Enkele maanden voor 11 september 2001 liet Osama bin Laden in een mededeling weten dat volgens hem een rechtvaardige olieprijs 144 dollar per vat bedraagt. De jongste maanden schommelde de prijs van het zwarte goud tussen 24 tot 30 dollar per vat.
Die 144 dollar klinkt eerder als de natte droom van een verdwaasd terrorist. Maar we kunnen niet ontkennen dat er veel onrust heerst over de commotie die er in de nabije toekomst kan ontstaan op de oliemarkt. Onrust op de oliemarkt vormt een bedreiging voor de Amerikaanse economie. De afhankelijkheid van de olie-invoer nam in dat land drastisch toe in het voorbije decennium. In 1991 was de eigen olieproductie nog voldoende om 54% van het interne olieverbruik te dekken, maar dat is inmiddels gedaald tot 39% het afgelopen jaar. De Europese Unie ( EU) en Noorwegen samen maakten een net omgekeerde evolutie door: het dekkingspercentage steeg tussen 1991 en 2001 van 38% tot 51%. Analyse van de wereldwijde netto-invoerstromen van ruwe olie leert dat Japan, Duitsland, Frankrijk en Italië gezamenlijk net iets meer ruwe olie invoeren dan de VS alleen (zie tabel 1: Netto-import van ruwe olie). Wel hangen de Amerikanen, die 19% van hun olie-import uit het Midden-Oosten halen, minder af van dit explosieve gebied dan de EU. Bijna 40% van de invoer van olie naar Europa komt uit het Midden-Oosten. Amerikanen zijn de grote olieslokoppen, maar België en Nederland hoeven nauwelijks onder te doen (zie tabel 2: Olieverbruik per land).

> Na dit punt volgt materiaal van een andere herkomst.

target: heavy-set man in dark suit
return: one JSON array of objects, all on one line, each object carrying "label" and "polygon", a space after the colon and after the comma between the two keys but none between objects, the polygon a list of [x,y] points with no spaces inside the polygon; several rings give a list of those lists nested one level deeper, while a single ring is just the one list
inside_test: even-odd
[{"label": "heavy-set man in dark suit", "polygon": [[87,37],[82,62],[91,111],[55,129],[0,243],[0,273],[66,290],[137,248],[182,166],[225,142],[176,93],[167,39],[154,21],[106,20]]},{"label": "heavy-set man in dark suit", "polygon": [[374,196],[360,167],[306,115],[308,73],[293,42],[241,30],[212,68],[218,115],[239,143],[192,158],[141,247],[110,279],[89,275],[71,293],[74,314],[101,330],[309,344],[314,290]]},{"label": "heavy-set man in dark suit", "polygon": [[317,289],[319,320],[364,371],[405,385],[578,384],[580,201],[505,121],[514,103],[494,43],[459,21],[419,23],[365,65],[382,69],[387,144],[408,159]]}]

Steeds meer analisten wijzen erop dat de dreiging van de Amerikanen en de Britten om het regime van Saddam Hoessein omver te werpen samenhangt met de groeiende Amerikaanse afhankelijkheid van ingevoerde olie. Het Amerikaanse ministerie van Energie becijferde dat die afhankelijkheid tegen 2020 nog eens met minstens 50% zal toenemen. Uiteraard vormen de aanwezigheid van kernwapens en de mogelijke banden tussen Irak en Al-Qaeda terechte aansporingen om de dictator van Bagdad definitief naar de geschiedenisboeken te verwijzen. President George Bush wil het niet gezegd hebben, maar de oliebevoorrading van de VS dringt zich naar voren als een derde belangrijke aansporing om de wapens op te nemen tegen Irak. Trouwens, als het alleen om kernwapens in handen van een schurkenstaat zou gaan, waarom pakken de Amerikanen dan niet eerst een land als Noord-Korea aan?

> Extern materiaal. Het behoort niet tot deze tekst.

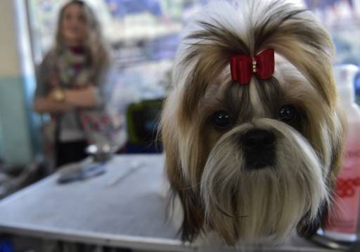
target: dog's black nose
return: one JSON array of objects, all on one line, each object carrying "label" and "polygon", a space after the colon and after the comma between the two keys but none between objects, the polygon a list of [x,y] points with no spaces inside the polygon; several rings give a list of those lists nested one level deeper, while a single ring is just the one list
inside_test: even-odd
[{"label": "dog's black nose", "polygon": [[260,169],[275,161],[275,135],[266,130],[250,130],[240,137],[246,167]]}]

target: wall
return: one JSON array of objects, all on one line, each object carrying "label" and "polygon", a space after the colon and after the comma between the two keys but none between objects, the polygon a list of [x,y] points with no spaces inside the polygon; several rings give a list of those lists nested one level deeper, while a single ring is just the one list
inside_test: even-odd
[{"label": "wall", "polygon": [[25,165],[32,160],[30,63],[24,1],[0,1],[0,158]]}]

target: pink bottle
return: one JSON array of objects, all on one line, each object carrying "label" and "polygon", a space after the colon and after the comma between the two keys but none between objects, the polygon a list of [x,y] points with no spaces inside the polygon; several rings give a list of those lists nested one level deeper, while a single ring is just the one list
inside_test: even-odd
[{"label": "pink bottle", "polygon": [[326,237],[341,241],[356,240],[360,205],[360,108],[355,103],[354,80],[358,68],[334,68],[335,82],[348,122],[342,166],[336,182],[335,204],[329,216]]}]

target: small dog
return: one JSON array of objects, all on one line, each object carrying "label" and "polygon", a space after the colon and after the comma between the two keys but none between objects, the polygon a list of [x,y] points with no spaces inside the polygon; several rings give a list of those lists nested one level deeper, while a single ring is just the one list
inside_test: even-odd
[{"label": "small dog", "polygon": [[326,220],[346,127],[333,52],[284,1],[217,1],[189,23],[160,125],[184,241],[281,241]]}]

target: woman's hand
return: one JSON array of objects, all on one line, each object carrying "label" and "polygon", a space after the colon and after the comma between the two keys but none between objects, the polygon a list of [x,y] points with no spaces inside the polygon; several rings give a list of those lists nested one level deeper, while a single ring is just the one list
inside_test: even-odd
[{"label": "woman's hand", "polygon": [[[93,108],[99,105],[96,96],[97,88],[94,85],[89,85],[81,89],[65,89],[64,102],[75,107]],[[56,94],[52,92],[53,99]]]}]

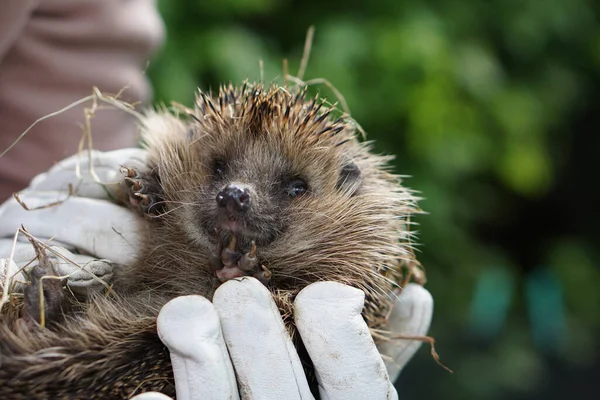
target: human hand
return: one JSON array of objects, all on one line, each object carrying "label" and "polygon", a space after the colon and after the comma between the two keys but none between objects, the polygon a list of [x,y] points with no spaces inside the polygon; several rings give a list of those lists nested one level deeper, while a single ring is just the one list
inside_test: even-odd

Op basis van gesprekken met specialisten van het American Petroleum Institute in Washington, de Council on Foreign Relations in New York en het Internationaal Energiebureau in Parijs, schetsen wij de contouren van de derde factor in de oorlog tegen Irak. Dat alle gesprekspartners anonimiteit eisten, typeert de grote gevoeligheid rond dit thema, vooral in de VS.
Welke kant gaan de Saudi’s op?
Saudi-Arabië en Irak hebben samen ruim 36% van de wereldoliereserves in hun grond zitten. Geologen die onder meer bij Shell en Exxon werken, wijzen er bovendien op dat Irak, in tegenstelling tot Saudi-Arabië, tot op heden grote delen nog niet heeft onderzocht op olievoorraden. De reële oliereserves van dit land liggen wellicht veel hoger dan de huidige cijfers aangeven. Dat verklaart ook waarom bijvoorbeeld Rusland zich weert als een duivel in een wijwatervat om een dikke vinger in de Iraakse pap te houden.
Diverse specialisten gaan ervan uit dat de oliereserves van Irak dicht in de buurt van die van Saudi-Arabië liggen. Als dat klopt, bevindt bijna 50% van de bekende oliereserves zich in de bodem van deze twee landen. Samen zouden Irak en Saudi-Arabië de oliemarkt naar eigen goeddunken kunnen domineren. Dat het huidige Iraakse regime tot alles in staat is, inclusief de meest tergende kwellingen voor de eigen bevolking, is intussen bewezen. Brutaal gebruik van het oliewapen om de macht in de regio en wereldwijd te versterken, zou niet meer dan een doordeweekse beslissing uit het strategieboek van Saddam zijn.
Saudi-Arabië daarentegen vormt een oase van stabiliteit in het chaotische Midden-Oosten. Dat land zal zich, zoals in het verleden, altijd als een matigende factor op de oliemarkt manifesteren. Of niet? Vooral bij de Amerikanen zijn na 11 september nogal wat schelpen van de ogen gevallen. Daar zijn twee redenen voor.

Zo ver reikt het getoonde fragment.